Book Survival of the City

Download or read book Survival of the City written by Edward Glaeser and published by Penguin. This book was released on 2021-09-07 with total page 481 pages. Available in PDF, EPUB and Kindle. Book excerpt: One of our great urbanists and one of our great public health experts join forces to reckon with how cities are changing in the face of existential threats the pandemic has only accelerated Cities can make us sick. They always have—diseases spread more easily when more people are close to one another. And disease is hardly the only ill that accompanies urban density. Cities have been demonized as breeding grounds for vice and crime from Sodom and Gomorrah on. But cities have flourished nonetheless because they are humanity’s greatest invention, indispensable engines for creativity, innovation, wealth, and connection, the loom on which the fabric of civilization is woven. But cities now stand at a crossroads. During the global COVID crisis, cities grew silent as people worked from home—if they could work at all. The normal forms of socializing ground to a halt. How permanent are these changes? Advances in digital technology mean that many people can opt out of city life as never before. Will they? Are we on the brink of a post-urban world? City life will survive but individual cities face terrible risks, argue Edward Glaeser and David Cutler, and a wave of urban failure would be absolutely disastrous. In terms of intimacy and inspiration, nothing can replace what cities offer. Great cities have always demanded great management, and our current crisis has exposed fearful gaps in our capacity for good governance. It is possible to drive a city into the ground, pandemic or not. Glaeser and Cutler examine the evolution that is already happening, and describe the possible futures that lie before us: What will distinguish the cities that will flourish from the ones that won’t? In America, they argue, deep inequities in health care and education are a particular blight on the future of our cities; solving them will be the difference between our collective good health and a downward spiral to a much darker place.
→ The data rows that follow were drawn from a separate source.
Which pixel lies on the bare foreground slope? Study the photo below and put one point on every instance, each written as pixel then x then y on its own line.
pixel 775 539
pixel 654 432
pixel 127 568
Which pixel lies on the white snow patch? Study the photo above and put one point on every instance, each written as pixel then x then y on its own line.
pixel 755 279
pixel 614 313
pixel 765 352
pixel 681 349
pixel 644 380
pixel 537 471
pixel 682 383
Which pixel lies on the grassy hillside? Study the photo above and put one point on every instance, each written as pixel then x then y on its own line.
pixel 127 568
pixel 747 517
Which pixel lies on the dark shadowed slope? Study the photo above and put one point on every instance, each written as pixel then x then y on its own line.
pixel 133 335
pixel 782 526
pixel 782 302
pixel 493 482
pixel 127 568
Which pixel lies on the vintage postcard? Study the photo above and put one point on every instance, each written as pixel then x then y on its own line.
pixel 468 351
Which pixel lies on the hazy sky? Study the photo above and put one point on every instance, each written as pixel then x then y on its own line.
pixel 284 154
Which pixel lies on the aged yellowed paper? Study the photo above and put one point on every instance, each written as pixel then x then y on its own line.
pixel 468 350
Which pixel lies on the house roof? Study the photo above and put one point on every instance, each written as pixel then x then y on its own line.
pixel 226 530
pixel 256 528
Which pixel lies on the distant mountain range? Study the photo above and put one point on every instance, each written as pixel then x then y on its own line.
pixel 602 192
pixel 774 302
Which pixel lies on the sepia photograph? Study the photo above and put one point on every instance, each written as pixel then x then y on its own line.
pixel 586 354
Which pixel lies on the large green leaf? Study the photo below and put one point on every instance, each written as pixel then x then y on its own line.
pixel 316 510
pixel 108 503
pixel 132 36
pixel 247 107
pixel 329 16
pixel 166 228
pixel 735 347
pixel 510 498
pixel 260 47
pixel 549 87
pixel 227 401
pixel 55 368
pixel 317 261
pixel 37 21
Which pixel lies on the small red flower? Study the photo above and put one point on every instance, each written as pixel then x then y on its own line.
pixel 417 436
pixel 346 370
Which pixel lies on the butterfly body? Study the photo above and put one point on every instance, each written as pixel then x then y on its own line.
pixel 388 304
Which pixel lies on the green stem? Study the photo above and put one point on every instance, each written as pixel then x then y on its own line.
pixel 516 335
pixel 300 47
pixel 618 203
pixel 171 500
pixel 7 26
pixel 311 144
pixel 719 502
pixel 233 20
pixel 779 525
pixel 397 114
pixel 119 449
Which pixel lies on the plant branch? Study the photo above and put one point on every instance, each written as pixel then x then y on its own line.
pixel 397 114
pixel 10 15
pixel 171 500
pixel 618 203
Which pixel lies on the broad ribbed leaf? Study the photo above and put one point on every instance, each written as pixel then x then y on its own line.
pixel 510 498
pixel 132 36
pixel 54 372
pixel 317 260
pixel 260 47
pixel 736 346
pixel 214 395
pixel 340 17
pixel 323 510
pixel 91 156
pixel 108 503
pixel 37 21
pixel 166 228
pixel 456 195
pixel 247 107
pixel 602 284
Book Meeting Regional Stemm Workforce Needs in the Wake of Covid 19

Download or read book Meeting Regional Stemm Workforce Needs in the Wake of Covid 19 written by National Academies of Sciences Engineering and Medicine and published by . This book was released on 2021-07-23 with total page pages. Available in PDF, EPUB and Kindle. Book excerpt: The COVID-19 pandemic is transforming the global economy and significantly shifting workforce demand, requiring quick, adaptive responses. The pandemic has revealed the vulnerabilities of many organizations and regional economies, and it has accelerated trends that could lead to significant improvements in productivity, performance, and resilience, which will enable organizations and regions to thrive in the next normal. To explore how communities around the United States are addressing workforce issues laid bare by the COVID-19 pandemic and how they are taking advantage of local opportunities to expand their science, technology, engineering, mathematics, and medicine (STEMM) workforces to position them for success going forward, the Board of Higher Education and Workforce of the National Academies of Sciences, Engineering, and Medicine convened a series of workshops to identify immediate and near-term regional STEMM workforce needs in the wake of the COVID-19 pandemic. The workshop planning committee identified five U.S. cities and their associated metropolitan areas - Birmingham, Alabama; Boston, Massachusetts; Richmond, Virginia; Riverside, California; and Wichita, Kansas - to host workshops highlighting promising practices that communities can use to respond urgently and appropriately to their STEMM workforce needs. A sixth workshop discussed how the lessons learned during the five region-focused workshops could be applied in other communities to meet STEMM workforce needs. This proceedings of a virtual workshop series summarizes the presentations and discussions from the six public workshops that made up the virtual workshop series and highlights the key points raised during the presentations, moderated panel discussions and deliberations, and open discussions among the workshop participants.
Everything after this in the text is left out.